Search code examples
pythonpandasdatetimetime-series

Resample('W') weird results


I have a pandas DataFrame containing daily dates, and within this DataFrame, some dates are missing. I aim to generate a new time series that includes only the last day of each week from that DataFrame. For instance, if there are only Wednesday and Thursday entries for a specific week, the resulting time series should retain only the Thursday data point for that week.

For example I tried the following:

import pandas as pd
import numpy as np

# Create a sample time series with date index
#SUNDAY, MONDAY, TUESDAY, WED, THURSDAY
date_list = ['2023-10-01', '2023-10-02', '2023-10-03', '2023-10-04', '2023-10-05']

# Convert the date list to a pandas datetime index
date_rng = pd.to_datetime(date_list)

data = np.random.rand(len(date_rng))
time_series = pd.Series(data, index=date_rng)


# Resample the time series to weekly frequency and select the last observation for each week
weekly_last = time_series.resample('W').last()

weekly_last['Day of the Week'] = weekly_last.index.day_name()

# Print the result
print(weekly_last)

which prints: ['SUNDAY', 'SUNDAY'] whereas it should print ['SUNDAY', 'THURSDAY']

So I don't really know how to achieve what I want?
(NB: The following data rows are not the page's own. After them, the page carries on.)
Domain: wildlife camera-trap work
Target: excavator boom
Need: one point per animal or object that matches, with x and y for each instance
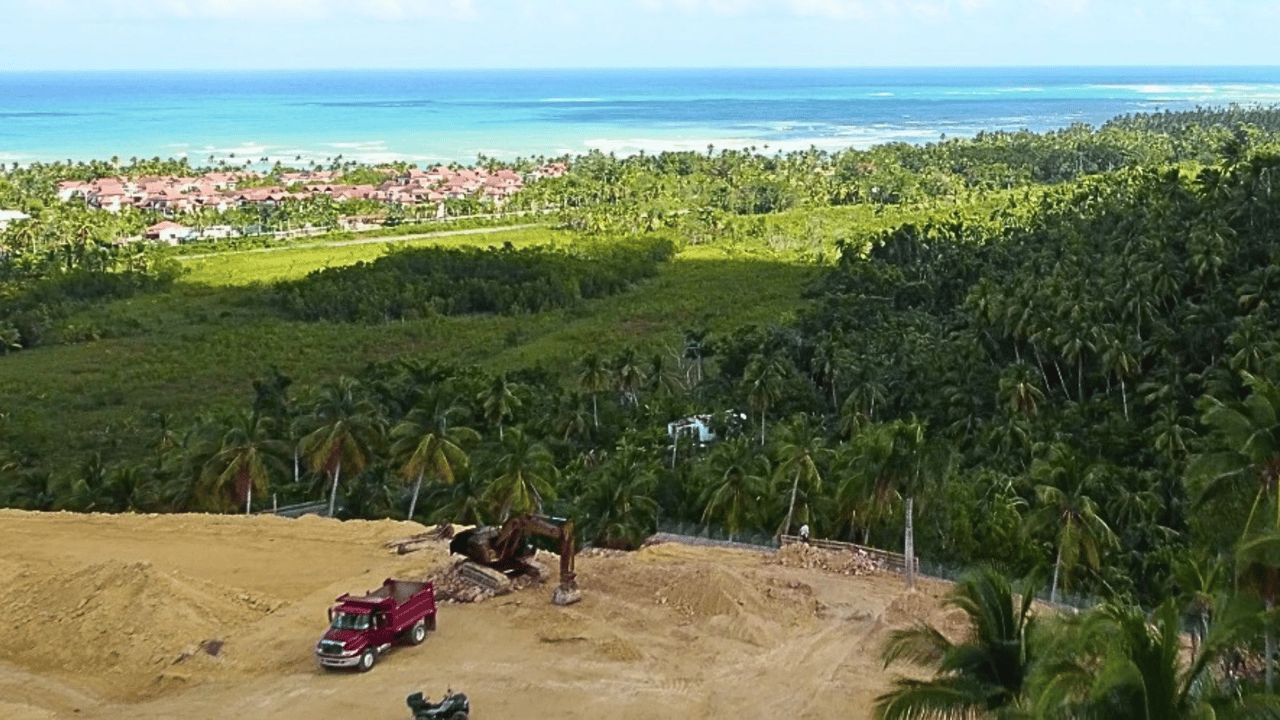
(506, 547)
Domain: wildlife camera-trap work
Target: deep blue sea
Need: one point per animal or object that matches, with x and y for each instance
(428, 115)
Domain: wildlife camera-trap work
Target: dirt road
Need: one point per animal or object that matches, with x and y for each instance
(109, 614)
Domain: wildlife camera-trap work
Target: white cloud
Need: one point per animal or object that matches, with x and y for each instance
(245, 10)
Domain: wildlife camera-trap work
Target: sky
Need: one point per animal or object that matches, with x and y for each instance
(627, 33)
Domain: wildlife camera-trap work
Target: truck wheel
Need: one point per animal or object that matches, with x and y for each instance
(417, 633)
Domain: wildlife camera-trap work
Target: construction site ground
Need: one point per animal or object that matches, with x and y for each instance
(210, 616)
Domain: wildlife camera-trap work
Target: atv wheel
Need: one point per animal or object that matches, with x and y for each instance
(417, 633)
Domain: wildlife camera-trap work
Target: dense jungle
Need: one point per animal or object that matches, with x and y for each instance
(1043, 356)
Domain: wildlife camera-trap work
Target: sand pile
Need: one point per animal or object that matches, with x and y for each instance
(124, 623)
(812, 557)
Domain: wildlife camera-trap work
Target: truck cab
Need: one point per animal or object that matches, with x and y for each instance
(361, 628)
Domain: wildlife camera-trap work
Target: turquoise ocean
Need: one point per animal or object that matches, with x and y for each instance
(455, 115)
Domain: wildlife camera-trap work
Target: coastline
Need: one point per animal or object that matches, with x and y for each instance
(302, 117)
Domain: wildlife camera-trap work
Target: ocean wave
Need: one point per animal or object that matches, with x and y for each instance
(366, 104)
(365, 145)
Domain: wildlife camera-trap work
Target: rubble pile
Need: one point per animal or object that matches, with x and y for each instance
(845, 563)
(452, 586)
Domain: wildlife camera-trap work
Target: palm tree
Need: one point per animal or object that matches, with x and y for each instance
(458, 502)
(1127, 664)
(1066, 510)
(739, 482)
(593, 379)
(763, 379)
(498, 402)
(799, 454)
(897, 460)
(525, 469)
(629, 376)
(426, 443)
(1248, 434)
(247, 456)
(1248, 437)
(346, 427)
(983, 675)
(617, 504)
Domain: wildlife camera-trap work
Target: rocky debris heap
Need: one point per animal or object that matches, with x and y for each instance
(845, 563)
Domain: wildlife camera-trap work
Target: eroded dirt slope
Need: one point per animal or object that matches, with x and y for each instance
(112, 615)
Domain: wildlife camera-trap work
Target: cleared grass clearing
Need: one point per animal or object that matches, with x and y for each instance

Thank you very much for your help


Solution

  • You can use the isocalendar() method to get the week of the year, and then group on that:

    df = pd.DataFrame({'date': date_rng, 'value': data})
    df['week'] = df['date'].dt.isocalendar().week
    grouped = df.groupby('week').last().set_index('date')
    weekly_last = grouped['value'].copy()
    

    Then you get the expected result:

    >>> weekly_last.index.day_name()
    Index(['Sunday', 'Thursday'], dtype='object', name='date')
    

    When you resample using 'W', you are grouping the data to every week, as you want. However, the assigned label on the index will be the corresponding Sunday. You can pick a different day anchor, but this doesn't help you. So you basically need to do the same grouping by keep your original dates as labels.

    To do this, you can group on the numbered week of the year, take the last observation each week, and use that date for the index. This requires a few extra steps beyond one call to resample/groupby, because.

    A couple notes:

    • If you directly group on the week of the year (time_series.groupby(time_series.index.isocalendar().week).last(), you lose the dates and will only see the week of the year in the index. That's why I collect things in a dataframe - then the dates are preserved in their own column, and you can use set_index() to make them the index.
    • You currently can also use the weekofyear attribute to get the week of the year. But I get a deprecation warning when using this, and an instruction to use isocalendar().